House Intel Chairman Rep. Adam Schiff insisted on Wednesday that he does not know the identity of the whistleblower whose complaint sparked impeachment hearings against President Trump — despite his office reportedly being the person’s first point of contact.
The claim came during a tense exchange between the California Democrat and Republican Ohio Rep. Jim Jordan, a reliable Trump defender.
“Do you anticipate when we might vote on the ability to have the whistleblower in front of us?” asked Jordan, jumping into the fray even before the respective opening statements from US ambassadors George Kent and William Taylor.
“Of the 435 members of Congress, you are the only member who knows who that individual is, and your staff is the only staff of any member of Congress who’s had a chance to talk with that individual,” continued Jordan. “We would like that opportunity.
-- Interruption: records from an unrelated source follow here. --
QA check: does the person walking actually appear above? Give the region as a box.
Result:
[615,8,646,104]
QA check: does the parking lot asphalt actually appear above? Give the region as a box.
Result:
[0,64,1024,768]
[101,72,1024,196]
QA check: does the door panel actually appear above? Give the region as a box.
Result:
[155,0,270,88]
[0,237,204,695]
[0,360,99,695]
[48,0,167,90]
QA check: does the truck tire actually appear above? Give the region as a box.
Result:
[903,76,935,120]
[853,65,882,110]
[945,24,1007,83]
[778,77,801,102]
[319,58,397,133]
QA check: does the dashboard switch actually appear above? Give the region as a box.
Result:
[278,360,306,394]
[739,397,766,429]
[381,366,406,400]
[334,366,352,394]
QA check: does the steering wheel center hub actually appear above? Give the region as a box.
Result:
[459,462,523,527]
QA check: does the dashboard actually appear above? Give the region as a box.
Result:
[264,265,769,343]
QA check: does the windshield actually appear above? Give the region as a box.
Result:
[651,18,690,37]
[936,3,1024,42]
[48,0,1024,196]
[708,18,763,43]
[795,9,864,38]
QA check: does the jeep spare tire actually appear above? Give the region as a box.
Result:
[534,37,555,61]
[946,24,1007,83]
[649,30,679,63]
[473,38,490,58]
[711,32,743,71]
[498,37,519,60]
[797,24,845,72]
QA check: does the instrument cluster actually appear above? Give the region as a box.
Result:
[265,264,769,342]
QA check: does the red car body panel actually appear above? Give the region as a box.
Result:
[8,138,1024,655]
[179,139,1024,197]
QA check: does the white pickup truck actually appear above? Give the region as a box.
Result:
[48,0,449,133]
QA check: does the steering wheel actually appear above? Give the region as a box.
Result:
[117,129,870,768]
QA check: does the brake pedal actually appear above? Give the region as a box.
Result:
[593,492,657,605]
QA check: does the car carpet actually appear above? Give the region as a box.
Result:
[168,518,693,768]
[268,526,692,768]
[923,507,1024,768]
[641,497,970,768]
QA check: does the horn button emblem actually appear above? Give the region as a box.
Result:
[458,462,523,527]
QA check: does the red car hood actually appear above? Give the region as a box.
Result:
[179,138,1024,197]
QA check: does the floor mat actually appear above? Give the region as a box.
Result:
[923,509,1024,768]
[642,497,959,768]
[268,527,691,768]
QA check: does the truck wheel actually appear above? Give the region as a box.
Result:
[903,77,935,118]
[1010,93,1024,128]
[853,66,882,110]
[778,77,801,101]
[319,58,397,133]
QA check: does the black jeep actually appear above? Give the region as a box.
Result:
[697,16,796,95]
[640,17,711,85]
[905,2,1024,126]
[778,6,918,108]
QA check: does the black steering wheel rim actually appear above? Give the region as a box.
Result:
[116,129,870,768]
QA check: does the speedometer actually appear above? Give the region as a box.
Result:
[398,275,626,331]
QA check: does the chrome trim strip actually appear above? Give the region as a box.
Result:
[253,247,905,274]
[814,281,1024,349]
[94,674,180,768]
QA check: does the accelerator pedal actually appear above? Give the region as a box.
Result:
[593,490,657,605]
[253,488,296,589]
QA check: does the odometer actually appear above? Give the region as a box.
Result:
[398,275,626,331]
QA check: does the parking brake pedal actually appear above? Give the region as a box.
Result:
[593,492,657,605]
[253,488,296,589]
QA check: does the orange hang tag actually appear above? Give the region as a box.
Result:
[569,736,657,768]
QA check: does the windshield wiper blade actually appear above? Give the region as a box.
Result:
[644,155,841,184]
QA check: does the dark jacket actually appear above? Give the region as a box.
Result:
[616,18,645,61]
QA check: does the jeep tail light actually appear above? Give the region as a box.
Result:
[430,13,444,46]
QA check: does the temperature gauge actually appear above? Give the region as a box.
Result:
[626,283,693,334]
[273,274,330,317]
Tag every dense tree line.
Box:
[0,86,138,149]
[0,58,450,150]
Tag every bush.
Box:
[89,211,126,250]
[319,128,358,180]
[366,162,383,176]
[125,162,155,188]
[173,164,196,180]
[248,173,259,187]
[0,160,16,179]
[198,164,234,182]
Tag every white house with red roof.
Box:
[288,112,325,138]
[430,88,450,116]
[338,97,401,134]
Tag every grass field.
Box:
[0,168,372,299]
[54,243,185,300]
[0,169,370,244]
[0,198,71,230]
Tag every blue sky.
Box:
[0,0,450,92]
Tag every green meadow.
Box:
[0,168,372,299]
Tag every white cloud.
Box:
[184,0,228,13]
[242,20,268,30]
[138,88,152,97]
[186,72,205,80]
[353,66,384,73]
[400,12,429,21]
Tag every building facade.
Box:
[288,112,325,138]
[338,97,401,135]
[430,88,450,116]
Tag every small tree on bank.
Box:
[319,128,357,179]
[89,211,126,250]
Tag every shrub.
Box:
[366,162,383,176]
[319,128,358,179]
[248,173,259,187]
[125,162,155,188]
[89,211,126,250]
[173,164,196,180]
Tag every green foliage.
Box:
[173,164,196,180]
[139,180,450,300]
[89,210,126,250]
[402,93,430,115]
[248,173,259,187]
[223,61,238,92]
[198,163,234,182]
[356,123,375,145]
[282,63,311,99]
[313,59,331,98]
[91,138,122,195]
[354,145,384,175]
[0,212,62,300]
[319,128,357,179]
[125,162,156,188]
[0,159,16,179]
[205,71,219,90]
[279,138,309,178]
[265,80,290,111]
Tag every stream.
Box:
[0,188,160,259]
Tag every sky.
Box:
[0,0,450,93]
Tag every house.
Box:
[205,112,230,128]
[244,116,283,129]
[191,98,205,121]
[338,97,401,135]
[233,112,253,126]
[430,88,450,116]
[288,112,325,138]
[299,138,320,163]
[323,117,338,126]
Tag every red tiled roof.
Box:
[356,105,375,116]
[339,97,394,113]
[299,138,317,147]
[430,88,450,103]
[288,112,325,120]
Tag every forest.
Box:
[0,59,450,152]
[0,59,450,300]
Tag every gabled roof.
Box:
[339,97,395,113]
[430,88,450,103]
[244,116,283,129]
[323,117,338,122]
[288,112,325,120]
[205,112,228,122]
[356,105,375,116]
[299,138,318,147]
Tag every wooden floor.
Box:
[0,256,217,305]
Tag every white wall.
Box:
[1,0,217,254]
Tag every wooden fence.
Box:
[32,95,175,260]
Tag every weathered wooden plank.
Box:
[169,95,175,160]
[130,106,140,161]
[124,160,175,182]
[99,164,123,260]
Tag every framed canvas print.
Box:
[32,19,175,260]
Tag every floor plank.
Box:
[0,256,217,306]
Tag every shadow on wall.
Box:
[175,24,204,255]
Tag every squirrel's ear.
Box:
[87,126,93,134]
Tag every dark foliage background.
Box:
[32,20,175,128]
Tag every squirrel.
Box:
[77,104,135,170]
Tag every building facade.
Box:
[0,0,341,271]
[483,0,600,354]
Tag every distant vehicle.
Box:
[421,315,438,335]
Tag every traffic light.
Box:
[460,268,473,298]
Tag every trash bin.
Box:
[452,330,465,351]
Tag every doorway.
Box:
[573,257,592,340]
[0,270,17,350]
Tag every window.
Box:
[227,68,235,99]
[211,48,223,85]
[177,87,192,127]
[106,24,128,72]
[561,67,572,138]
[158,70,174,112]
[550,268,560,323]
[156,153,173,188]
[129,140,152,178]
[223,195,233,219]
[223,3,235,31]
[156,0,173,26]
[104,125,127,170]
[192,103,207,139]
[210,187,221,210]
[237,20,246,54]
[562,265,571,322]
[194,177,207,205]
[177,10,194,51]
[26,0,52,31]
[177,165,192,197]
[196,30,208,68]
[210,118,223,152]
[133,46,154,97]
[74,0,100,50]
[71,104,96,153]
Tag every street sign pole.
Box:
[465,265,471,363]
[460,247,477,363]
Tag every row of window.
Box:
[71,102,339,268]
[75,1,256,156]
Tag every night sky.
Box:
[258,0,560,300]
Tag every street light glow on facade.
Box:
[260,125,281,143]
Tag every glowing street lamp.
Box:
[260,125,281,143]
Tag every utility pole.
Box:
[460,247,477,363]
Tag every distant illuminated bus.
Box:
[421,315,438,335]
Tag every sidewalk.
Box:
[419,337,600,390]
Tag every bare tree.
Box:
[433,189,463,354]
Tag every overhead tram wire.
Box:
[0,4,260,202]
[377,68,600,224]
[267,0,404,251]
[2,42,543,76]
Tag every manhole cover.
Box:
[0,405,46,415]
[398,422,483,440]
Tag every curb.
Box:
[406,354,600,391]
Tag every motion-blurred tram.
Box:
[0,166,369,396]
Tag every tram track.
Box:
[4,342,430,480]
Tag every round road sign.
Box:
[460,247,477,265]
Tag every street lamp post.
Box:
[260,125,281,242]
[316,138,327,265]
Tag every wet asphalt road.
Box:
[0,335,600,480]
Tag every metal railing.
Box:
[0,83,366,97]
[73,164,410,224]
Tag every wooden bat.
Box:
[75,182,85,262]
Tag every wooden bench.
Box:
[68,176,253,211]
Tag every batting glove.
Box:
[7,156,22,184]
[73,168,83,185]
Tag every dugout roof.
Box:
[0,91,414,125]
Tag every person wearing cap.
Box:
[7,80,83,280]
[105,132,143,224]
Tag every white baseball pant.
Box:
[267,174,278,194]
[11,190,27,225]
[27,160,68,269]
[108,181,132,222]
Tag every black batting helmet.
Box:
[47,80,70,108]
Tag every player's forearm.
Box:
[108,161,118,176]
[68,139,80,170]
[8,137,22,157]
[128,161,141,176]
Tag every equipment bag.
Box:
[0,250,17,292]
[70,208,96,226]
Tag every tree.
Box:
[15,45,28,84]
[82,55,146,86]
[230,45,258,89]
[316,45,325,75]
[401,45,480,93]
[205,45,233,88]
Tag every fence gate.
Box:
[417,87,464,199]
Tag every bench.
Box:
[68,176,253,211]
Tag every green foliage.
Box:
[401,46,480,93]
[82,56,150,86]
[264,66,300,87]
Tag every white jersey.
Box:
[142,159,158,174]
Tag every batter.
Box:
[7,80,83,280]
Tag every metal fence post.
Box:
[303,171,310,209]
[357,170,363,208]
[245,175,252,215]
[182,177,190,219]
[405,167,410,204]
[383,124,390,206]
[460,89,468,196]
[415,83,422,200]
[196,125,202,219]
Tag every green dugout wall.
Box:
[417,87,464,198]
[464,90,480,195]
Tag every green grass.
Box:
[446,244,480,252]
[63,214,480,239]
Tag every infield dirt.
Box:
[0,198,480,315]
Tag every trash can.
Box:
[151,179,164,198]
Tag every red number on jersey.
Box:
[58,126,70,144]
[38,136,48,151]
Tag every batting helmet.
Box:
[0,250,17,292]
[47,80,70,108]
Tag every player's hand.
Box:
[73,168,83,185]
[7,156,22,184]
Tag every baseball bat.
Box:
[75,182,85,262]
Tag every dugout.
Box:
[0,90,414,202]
When might that happen in this proceeding today?”
Schiff fired back, maintaining that he is not holding out any information on the whistleblower, who has been identified by The New York Times as a male CIA operative once assigned to the White House with extensive knowledge of Ukrainian affairs.
“First, as the gentleman knows, that’s a false statement,” said Schiff. “I do not know the identity of the whistleblower, and I’m determined to make sure that identity is protected.
“You’ll have an opportunity after the witnesses testify to make a motion to subpoena any witness and compel a vote.”
The whistleblower in September highlighted his concerns about a July 25 phone call between Trump and Ukrainian President Volodymyr Zelensky, and the White House’s handling of that call’s record.
He did not directly witness the phone call, and is relying on the information of White House insiders who did.
Through a lawyer, the whistleblower came to Schiff’s office, which reportedly was aware of the complaint before it was publicly filed.
Schiff later conceded that he “should have been much more clear” about his dealings with the whistleblower.